The intersection of filmmaking, spreadsheets and canoes is not a viable newsletter topic, so I’m hopeful that this week’s drivel, especially after another lull of these past weeks, will get my unsubscribe rate back up to respectable rates. But we filmmakers do spend a surprising amount of time in spreadsheets, not just tracking expenses but also building lists of potential locations, collaborators, characters, and all the rest. Deciding who we invite to participate in our films isn’t a tidy or quantitative process, but spreadsheets get involved, and there are enormous numbers of ideas, names, themes and organizations sprawled across the research hard drives of my past films.
I have wondered, at times, if we would ever bring these all together into some enormous database: the Wicked Delicate Universe. They’re unwieldy, so I don’t see how we would do it, and they’re also quickly outdated, as contacts move on, change jobs, retire. But I’m comforted by their existence, whether as a trace of the process that went in to creating the films we’ve made, or as a well of inspiration I can always dip back into. There are a few people who pop up now and again, who I’ve never had the chance to work with. One of them is Carlo Rovelli, who responded politely to my request to bring him to the Maine woods to talk about quantum physics. He made the mistake of not flat out denying the request, merely saying he was busy, so I’ll just write him every year until he wises up and tells me that according to quantum physics, the Maine woods don’t exist at all, so our visit is not possible.
I suppose my grasp of quantum physics, like my career in numbers, got stunted at some point. My love of numbers in elementary school manifested itself in odd ways that puzzled my teachers, and I won’t go into those here, because by the time my schooling was through, I’d gone over to poetry more than calculus. My dream of becoming an astronomer led me to become an observer of a different kind. More of a wanderer than a physicist, if I’m being generous with myself. (To be a planet, incidentally, is to be a wanderer; that’s what the word means. This information is free of charge!)

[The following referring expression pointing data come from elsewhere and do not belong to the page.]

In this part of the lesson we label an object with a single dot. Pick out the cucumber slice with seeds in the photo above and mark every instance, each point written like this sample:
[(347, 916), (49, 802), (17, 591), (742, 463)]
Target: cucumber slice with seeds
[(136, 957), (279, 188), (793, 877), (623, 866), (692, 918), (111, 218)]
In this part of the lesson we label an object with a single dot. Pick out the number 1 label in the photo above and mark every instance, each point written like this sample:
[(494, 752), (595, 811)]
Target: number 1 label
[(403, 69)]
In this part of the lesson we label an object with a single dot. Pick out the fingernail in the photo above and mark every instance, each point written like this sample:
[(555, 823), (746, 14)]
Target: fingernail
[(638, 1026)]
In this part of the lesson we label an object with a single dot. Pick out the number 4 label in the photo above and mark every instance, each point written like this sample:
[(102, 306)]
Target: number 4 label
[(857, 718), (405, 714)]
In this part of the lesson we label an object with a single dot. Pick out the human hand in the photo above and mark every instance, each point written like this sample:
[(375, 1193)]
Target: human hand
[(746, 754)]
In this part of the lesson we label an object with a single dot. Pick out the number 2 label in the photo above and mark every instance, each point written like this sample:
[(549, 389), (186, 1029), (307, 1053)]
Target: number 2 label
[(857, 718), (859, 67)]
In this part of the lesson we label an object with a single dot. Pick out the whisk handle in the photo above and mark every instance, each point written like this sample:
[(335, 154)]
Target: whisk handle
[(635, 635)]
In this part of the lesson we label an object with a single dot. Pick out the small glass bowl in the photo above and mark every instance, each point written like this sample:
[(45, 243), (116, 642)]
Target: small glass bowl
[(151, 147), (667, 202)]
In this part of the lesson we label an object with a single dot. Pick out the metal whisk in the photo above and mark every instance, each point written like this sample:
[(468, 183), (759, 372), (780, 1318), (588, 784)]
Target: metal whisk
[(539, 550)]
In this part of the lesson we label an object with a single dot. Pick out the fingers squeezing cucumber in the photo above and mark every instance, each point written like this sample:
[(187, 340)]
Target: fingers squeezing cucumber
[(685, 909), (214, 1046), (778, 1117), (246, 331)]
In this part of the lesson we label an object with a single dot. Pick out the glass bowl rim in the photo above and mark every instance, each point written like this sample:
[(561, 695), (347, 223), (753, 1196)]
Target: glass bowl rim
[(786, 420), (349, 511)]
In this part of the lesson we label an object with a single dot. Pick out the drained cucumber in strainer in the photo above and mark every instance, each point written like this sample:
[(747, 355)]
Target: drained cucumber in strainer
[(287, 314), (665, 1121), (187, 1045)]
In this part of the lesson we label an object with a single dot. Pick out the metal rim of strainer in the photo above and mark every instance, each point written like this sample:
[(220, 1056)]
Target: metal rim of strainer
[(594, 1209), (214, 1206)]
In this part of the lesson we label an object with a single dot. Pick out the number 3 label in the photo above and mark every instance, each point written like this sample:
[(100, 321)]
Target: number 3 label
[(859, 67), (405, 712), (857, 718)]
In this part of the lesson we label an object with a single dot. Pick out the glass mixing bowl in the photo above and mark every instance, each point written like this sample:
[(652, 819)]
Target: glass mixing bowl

Lately, I’ve been thinking of studying calculus. Not because it would help with bookkeeping, nor because I think I’d really be able to find the time, but mostly because I’m curious what the brain can do. And then what a brain would do with it. Did I fade away from calculus my senior year of high school because suddenly the bridge between it and what I wanted to do with it - stargaze - seemed unimaginable? Intangible? I wonder about all the false starts we make as young people finding our way into the world. All the trails we do not take. 27 years later, what might I now make of calculus? What would I see that I now do not see? I don’t like the idea of not knowing. It feels like a way of sensing what those trails-not-taken would have been like.

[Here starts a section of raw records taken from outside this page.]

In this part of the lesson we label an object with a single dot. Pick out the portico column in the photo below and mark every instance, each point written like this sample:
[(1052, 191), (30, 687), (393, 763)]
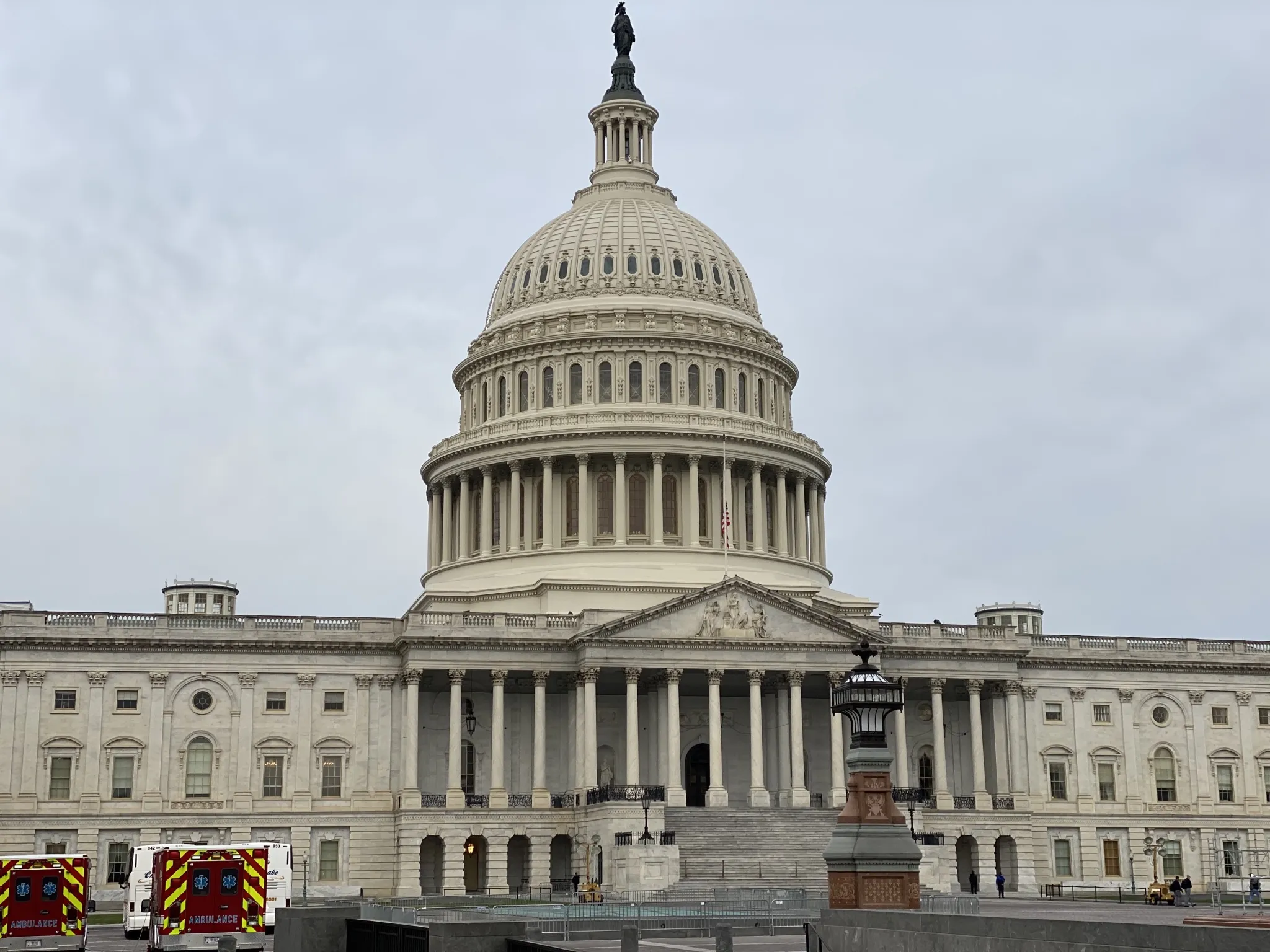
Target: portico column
[(799, 795), (943, 799), (693, 531), (717, 794), (411, 796), (455, 798), (655, 516), (513, 532), (982, 800), (633, 726), (675, 792), (541, 795), (548, 508), (584, 501), (497, 788), (801, 517), (620, 499), (447, 521), (783, 539), (758, 795), (837, 765)]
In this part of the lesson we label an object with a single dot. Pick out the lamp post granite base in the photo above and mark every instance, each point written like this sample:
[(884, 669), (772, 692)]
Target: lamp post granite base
[(871, 856)]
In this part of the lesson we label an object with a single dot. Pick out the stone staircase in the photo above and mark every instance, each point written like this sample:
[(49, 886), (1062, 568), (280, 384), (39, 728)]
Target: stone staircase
[(745, 847)]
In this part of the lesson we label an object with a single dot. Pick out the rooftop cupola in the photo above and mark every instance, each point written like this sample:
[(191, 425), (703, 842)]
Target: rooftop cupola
[(623, 121)]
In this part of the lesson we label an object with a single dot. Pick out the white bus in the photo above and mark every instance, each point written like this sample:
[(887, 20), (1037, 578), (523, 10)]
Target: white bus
[(136, 917)]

Before I leapt into the lake, I stormed up a small mountain trail, having spent too long at the desk and fallen into a pleasant rage. The woods were quiet, and I could hear acorns falling now and again as I wound my way up among the roots and rocks. It took about five minutes to shed the madness of the numbers, and after fifteen minutes I was a mile from the trailhead, sky high and looking out at the lake, the big lake near here, loving the long shadows of spruce trees across the water. The wind was picking up and it felt delightfully cool after the climb. I could have wondered what my high school calculus teacher would have made of all this, whether calculus could shape a brain in any appreciable way that one could sense from a mountainside perch in Maine, but from what I recall, he mostly wanted to repair his motorcycle, not teach calculus, and who could blame him. All those numbers, you need the wind now and again.
Very fun blog, Ian. And your photo is stunning.
The word "calculus" comes from the Latin for pebble, because Romans used pebbles on counting boards. (This information is also free of charge!) As for the intersection of caluclus and poetry, I found this poet — Britt Kaufmann who "set out to take calculus for the first time at age 47 so she could cross it off her bucket list. She did not expect it to lead to her first full-length collection of poetry:" A new release entitled: Midlife Calculus: Poems Paperback - September 6, 2024. I hope her work is not "derivative."